—¿Por qué?
Ella meneó la cabeza y bajó la mirada para quitarle un hilo suelto de la chaqueta.
—Eres un conde, Thomas. ¡Un conde! Si me casara contigo sería una condesa. Y no puedo ser una condesa.
—¿Por qué no? —inquirió él con un poco más de severidad de la que pretendía—. Ninguna de las mujeres que conozco es más apropiada para el título, Madeleine.
Esa posibilidad, o tal vez fueran solo sus modales, hizo que se sintiera incómoda, y colocó la mano sobre su falda para juguetear sin darse cuenta con un volante amarillo mientras sus ojos se clavaban en la hierba, lejos de él.
—Se reirían de mí, y no me respetarían en absoluto. Soy francesa, y llevar un título inglés sería…
Sus preocupaciones estaban bien fundadas, pero no le importaban lo más mínimo.

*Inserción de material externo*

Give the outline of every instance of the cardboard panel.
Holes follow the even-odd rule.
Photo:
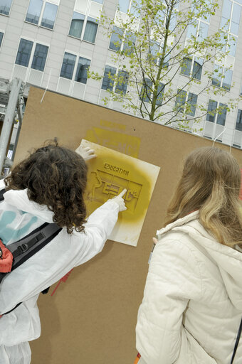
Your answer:
[[[33,363],[132,363],[152,238],[162,227],[184,158],[211,141],[53,92],[40,103],[43,93],[31,89],[15,162],[56,136],[73,149],[84,138],[161,169],[137,247],[108,241],[99,255],[40,296],[42,333],[31,344]],[[231,153],[242,168],[242,151]]]

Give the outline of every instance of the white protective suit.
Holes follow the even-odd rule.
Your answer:
[[[4,188],[0,181],[0,190]],[[85,233],[68,235],[63,228],[46,247],[16,268],[0,284],[0,314],[23,302],[0,318],[0,364],[28,364],[28,341],[41,334],[37,299],[39,293],[58,281],[72,268],[99,253],[117,220],[119,204],[107,201],[85,224]],[[41,226],[53,223],[46,206],[28,200],[26,190],[10,190],[0,203],[0,237],[6,245]]]
[[[157,232],[136,327],[139,364],[230,364],[242,316],[242,254],[199,212]],[[242,338],[233,364],[242,363]]]

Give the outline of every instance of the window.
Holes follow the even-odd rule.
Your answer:
[[[112,91],[114,80],[113,77],[116,74],[116,68],[110,65],[106,65],[104,71],[104,77],[102,78],[102,83],[101,88],[102,90],[109,90]]]
[[[227,105],[220,102],[219,105],[219,112],[217,107],[218,102],[216,101],[209,100],[206,119],[208,122],[216,122],[220,125],[224,126],[227,114]]]
[[[103,0],[75,0],[69,36],[94,43],[102,2]],[[89,16],[90,13],[92,15]]]
[[[25,20],[32,24],[53,29],[57,10],[58,5],[47,0],[30,0]]]
[[[81,83],[87,83],[88,71],[90,67],[90,60],[83,57],[79,57],[78,69],[75,73],[75,81]]]
[[[163,51],[163,44],[160,44],[159,42],[150,42],[149,43],[149,53],[147,55],[147,60],[149,62],[153,62],[157,65],[160,65],[161,58],[160,55],[158,56],[159,54],[162,54]],[[167,46],[166,48],[166,54],[164,56],[164,59],[163,61],[163,68],[166,68],[169,66],[169,61],[170,58],[170,48]]]
[[[31,42],[31,41],[21,39],[15,63],[23,65],[24,67],[28,66],[33,44],[33,42]]]
[[[34,51],[33,51],[34,50]],[[46,65],[48,47],[43,44],[21,38],[20,40],[15,63],[28,67],[31,59],[31,68],[43,72]]]
[[[135,0],[135,2],[132,0],[119,0],[117,9],[122,13],[127,14],[127,11],[135,16],[138,17],[140,15],[139,9],[142,6],[141,0]]]
[[[236,1],[242,5],[241,0]],[[238,28],[241,16],[241,6],[233,1],[223,0],[220,26],[222,28],[221,40],[224,43],[224,51],[236,56]]]
[[[126,55],[132,53],[136,41],[136,36],[132,31],[124,31],[117,26],[114,26],[111,35],[109,48],[112,50],[122,50]]]
[[[242,110],[238,110],[236,129],[242,132]]]
[[[9,15],[12,0],[0,0],[0,14]]]
[[[111,36],[110,43],[109,45],[110,49],[113,50],[120,50],[122,43],[122,38],[124,31],[117,26],[113,27],[113,31]]]
[[[149,78],[144,78],[141,91],[140,100],[144,102],[149,102],[151,101],[151,94],[152,92],[152,82]]]
[[[127,13],[130,7],[130,0],[119,0],[118,9],[122,13]]]
[[[76,64],[76,63],[78,63]],[[60,77],[73,79],[74,70],[76,70],[74,80],[80,83],[87,83],[88,71],[90,65],[90,60],[79,57],[74,54],[65,52],[61,66]]]
[[[73,75],[76,55],[65,52],[60,77],[71,80]]]
[[[157,105],[162,106],[162,102],[163,102],[163,95],[164,95],[164,83],[160,82],[158,85],[157,88],[157,98],[155,102],[155,104]]]
[[[149,78],[144,78],[145,82],[141,87],[140,100],[145,102],[151,102],[154,92],[153,84]],[[157,97],[155,102],[157,105],[161,106],[163,101],[164,85],[159,82],[157,87]]]
[[[118,71],[117,78],[118,82],[117,82],[115,92],[116,94],[125,95],[129,79],[129,73],[120,70]]]
[[[187,104],[189,105],[189,108],[186,111],[186,114],[187,114],[187,115],[191,115],[191,116],[194,117],[195,115],[195,112],[196,112],[197,95],[192,94],[191,92],[189,92],[188,94],[188,98],[187,98],[186,102],[187,102]]]
[[[212,85],[229,90],[232,82],[233,71],[214,65]]]
[[[175,101],[175,111],[185,113],[187,115],[194,117],[196,112],[197,95],[189,92],[184,90],[177,90],[177,95]]]
[[[98,31],[98,21],[88,16],[83,36],[84,41],[95,43]]]
[[[135,41],[136,36],[132,31],[126,31],[122,48],[126,55],[129,55],[132,53]]]
[[[184,58],[182,63],[181,73],[200,80],[202,66],[203,60],[201,58],[197,57]]]
[[[241,6],[240,5],[231,0],[223,0],[221,28],[223,27],[226,31],[238,36],[241,14]]]
[[[83,31],[85,15],[73,12],[71,21],[69,35],[76,38],[80,38]]]
[[[31,68],[42,72],[43,71],[48,50],[48,47],[47,47],[47,46],[43,46],[43,44],[38,44],[37,43],[33,57]]]
[[[186,102],[186,92],[184,90],[178,90],[175,101],[175,109],[179,112],[184,112]]]
[[[69,36],[95,43],[98,26],[98,20],[76,11],[73,12]],[[85,29],[85,30],[84,30]]]
[[[189,39],[194,37],[197,41],[202,41],[208,36],[209,22],[201,18],[196,19],[192,24],[187,27],[186,38]]]
[[[0,48],[1,48],[1,42],[3,41],[3,38],[4,38],[4,33],[0,31]]]

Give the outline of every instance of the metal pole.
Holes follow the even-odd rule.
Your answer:
[[[19,101],[19,95],[21,86],[22,80],[19,78],[14,78],[11,82],[9,102],[0,136],[0,175],[2,173],[6,149],[12,129],[15,110]]]

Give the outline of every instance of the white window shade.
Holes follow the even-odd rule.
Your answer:
[[[88,0],[75,0],[74,11],[86,14]]]
[[[90,8],[89,11],[89,16],[95,18],[96,19],[99,19],[100,11],[102,10],[102,4],[96,3],[95,1],[91,1]]]
[[[48,0],[48,3],[54,4],[55,5],[60,5],[60,0]]]

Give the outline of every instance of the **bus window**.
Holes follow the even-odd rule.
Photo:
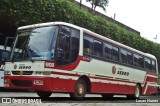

Tras soltar el aire a través de los dientes apretados, Thomas volvió a contemplar el estanque.
—Madeleine, si te casas conmigo no solo serás una condesa; serás mi condesa, y a mí me importa un comino lo que piense la gente. A decir verdad, disfrutaría viendo a las mujeres de la calaña de Penélope Bennington-Jones haciéndote una reverencia. Esa imagen me inspiraría la sensación de que hay justicia en el universo. Solo quiero que seas feliz. Quiero que seamos felices juntos. Nunca en mi vida he deseado algo con tanta desesperación.
Al notar que ella se volvía hacia él, hizo lo mismo, y descubrió que de nuevo tenía los ojos anegados en lágrimas.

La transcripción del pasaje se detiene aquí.